With all of these firsts, we thought that we would be different and start the year with a visit to an old favourite…the meaning of words in libel cases.

Just before Christmas, judgment was handed down in a trial of a preliminary issue relating to the meaning of a number of allegations contained in a leaflet and a letter. The claim was brought by a company which owns the freehold of a block of flats in Highgate, London.

The background is that the tenants of the flats are collectively trying to buy the freehold of the building through a legal process called enfranchisement which, hardly surprisingly, the current owner is resisting.

The claim is based on the publication of a leaflet and a letter sent to all leaseholders in the block by the Defendants in March 2018. The documents set out the business case for the leaseholders to ‘enfranchise’ the block, and they also set out responses to some earlier points made by the Claimant concerning the potential scheme.

The Claimant’s position was that both of the publications were defamatory in their entirety, and it put forward a very lengthy and detailed meaning which, it said, the ordinary reasonable reader would understand the documents to mean.

Suffice to say, the Defendant refuted the Claimant’s analysis and instead, argued that the publications were simply pieces of written advocacy in support of their case for enfranchisement. The Defendants further argued that in any event, the publications were clearly examples of honest opinion.

The parties opted to have a trial of preliminary issues, to determine the meaning of the publications complained of and whether those meanings were defamatory of the Claimant.

Mr. Justice Warby heard the application, and he determined the issue of what the publications meant, using the settled principles from a case he decided last year. Interestingly, the Judge decided that some of the meanings arising from the documents were stronger than those actually put forward by the Claimant.

In addressing the second issue of whether the meanings were defamatory at common law, the judge applied the test used by the Supreme Court last year in the case of Lachaux, namely: did the publication(s) complained of “substantially affect in an adverse manner the attitude of other people towards him, or have a tendency to do so”

The Judge found a number of elements of the meaning to be defamatory, but what is of interest to journalists is that he reiterated that just because a statement is considered defamatory at common law, it does not mean that it is actionable under statute law. The claimant company has to prove that the statements complained of have caused, or are likely to cause it serious financial loss – which is not necessarily straightforward.

The issue of serious financial loss was not considered at this preliminary hearing, so there is still a good deal of expensive litigation to take place before the claimant can proceed with the claim itself.

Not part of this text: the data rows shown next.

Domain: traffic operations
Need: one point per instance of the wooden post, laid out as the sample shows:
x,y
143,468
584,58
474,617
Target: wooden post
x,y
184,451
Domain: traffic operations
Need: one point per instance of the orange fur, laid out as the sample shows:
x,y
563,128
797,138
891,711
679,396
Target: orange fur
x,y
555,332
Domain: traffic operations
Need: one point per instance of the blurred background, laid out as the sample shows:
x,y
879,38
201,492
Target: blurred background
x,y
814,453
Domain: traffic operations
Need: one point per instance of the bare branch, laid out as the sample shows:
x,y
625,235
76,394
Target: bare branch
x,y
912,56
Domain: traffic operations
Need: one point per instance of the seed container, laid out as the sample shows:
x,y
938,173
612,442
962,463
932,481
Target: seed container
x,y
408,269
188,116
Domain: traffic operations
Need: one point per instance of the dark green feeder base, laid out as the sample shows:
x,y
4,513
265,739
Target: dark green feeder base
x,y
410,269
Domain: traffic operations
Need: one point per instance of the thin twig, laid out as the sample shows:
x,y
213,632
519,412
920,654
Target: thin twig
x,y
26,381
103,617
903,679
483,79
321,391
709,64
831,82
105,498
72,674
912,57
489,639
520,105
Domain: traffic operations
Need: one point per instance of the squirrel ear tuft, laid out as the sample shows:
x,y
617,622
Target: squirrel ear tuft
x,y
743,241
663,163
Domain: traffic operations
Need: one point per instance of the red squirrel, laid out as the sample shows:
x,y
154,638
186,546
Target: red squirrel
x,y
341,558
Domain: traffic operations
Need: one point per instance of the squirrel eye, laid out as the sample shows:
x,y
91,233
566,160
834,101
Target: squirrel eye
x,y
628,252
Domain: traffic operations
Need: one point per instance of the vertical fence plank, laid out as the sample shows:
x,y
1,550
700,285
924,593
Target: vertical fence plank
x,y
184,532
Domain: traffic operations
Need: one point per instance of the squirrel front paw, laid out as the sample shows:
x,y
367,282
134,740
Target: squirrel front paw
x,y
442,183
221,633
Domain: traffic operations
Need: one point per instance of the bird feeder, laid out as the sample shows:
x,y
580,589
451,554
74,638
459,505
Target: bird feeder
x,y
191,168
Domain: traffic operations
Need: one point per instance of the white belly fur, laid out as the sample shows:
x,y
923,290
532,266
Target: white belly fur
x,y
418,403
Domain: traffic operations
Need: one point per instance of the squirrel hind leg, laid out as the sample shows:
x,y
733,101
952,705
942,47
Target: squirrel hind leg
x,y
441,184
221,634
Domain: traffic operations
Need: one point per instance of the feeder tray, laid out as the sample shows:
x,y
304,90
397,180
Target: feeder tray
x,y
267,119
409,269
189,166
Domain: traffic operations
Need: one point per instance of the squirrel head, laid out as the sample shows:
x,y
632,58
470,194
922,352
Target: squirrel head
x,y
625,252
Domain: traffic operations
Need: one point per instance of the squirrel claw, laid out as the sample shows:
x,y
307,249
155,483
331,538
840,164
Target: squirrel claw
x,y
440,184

The final point that will have to be addressed should this case ever get to trial relates to the Defendants’ anticipated reliance upon the defence of honest opinion. This defence is one that is enshrined by the Defamation Act and has specific requirements that must be met.  The Judge gave a very detailed and thorough analysis of the publications, and he identified where the requirements were and were not met.  Overall, he found there to be a “defamatory factual core” and therefore, not capable of sustaining a defence of honest opinion.

Though from legal perspective, there is nothing here that could be characterised as ground-breaking, it is actually the procedural aspect of the preliminary issue trial that proves of most interest.

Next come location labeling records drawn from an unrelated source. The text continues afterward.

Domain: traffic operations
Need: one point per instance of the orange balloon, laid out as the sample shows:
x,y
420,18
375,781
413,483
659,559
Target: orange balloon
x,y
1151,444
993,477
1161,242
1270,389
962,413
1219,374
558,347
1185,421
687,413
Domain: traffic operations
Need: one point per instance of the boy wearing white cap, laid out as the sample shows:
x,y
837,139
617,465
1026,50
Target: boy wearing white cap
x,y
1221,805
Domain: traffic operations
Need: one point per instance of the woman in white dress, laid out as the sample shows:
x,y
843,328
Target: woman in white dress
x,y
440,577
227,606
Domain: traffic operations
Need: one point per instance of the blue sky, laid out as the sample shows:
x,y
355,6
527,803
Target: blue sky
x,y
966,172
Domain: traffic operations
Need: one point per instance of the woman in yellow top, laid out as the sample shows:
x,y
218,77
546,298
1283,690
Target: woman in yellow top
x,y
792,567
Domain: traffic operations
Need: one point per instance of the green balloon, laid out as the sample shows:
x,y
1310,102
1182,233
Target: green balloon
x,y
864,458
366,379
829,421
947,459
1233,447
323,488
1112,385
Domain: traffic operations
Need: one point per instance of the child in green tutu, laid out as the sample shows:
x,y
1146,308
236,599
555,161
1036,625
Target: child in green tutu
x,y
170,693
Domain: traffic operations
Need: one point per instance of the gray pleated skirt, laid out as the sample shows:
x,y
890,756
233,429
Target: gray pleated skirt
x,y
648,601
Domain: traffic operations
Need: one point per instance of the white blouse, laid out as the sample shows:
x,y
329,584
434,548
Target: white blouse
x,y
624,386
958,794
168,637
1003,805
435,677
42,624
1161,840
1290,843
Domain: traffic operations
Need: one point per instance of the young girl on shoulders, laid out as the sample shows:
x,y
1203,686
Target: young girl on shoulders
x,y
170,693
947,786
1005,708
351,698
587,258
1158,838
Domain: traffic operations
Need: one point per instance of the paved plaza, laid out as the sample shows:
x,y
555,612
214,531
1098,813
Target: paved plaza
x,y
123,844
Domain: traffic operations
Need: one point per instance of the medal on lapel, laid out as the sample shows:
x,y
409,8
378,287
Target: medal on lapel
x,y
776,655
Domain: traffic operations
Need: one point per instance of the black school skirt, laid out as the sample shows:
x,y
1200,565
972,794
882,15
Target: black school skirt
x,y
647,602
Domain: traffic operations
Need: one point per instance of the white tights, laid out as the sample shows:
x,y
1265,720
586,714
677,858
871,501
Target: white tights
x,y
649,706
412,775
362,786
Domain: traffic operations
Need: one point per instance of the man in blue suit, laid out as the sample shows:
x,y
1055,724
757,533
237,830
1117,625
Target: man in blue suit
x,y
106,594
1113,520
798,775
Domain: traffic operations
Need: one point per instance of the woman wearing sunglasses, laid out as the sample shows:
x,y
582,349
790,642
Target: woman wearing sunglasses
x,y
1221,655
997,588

This case is a clear example of how preliminary issue trials can work as a kind of “pit-stop” for the dispute – allowing parties to gain certainty on pivotal issues and therefore re-evaluate their position and available options. This in itself is a useful tool in anyone’s armoury when facing a claim for defamation that looks as though it could go either way.

But at the same time, the judgment reveals just why libel litigation is so expensive. This legal sparring is all well and good, and it’s very helpful for the judgments in these types of cases to provide the rest of us with guidance for the future.

But the fact remains that litigation comes with a hefty price tag, and is best avoided wherever possible.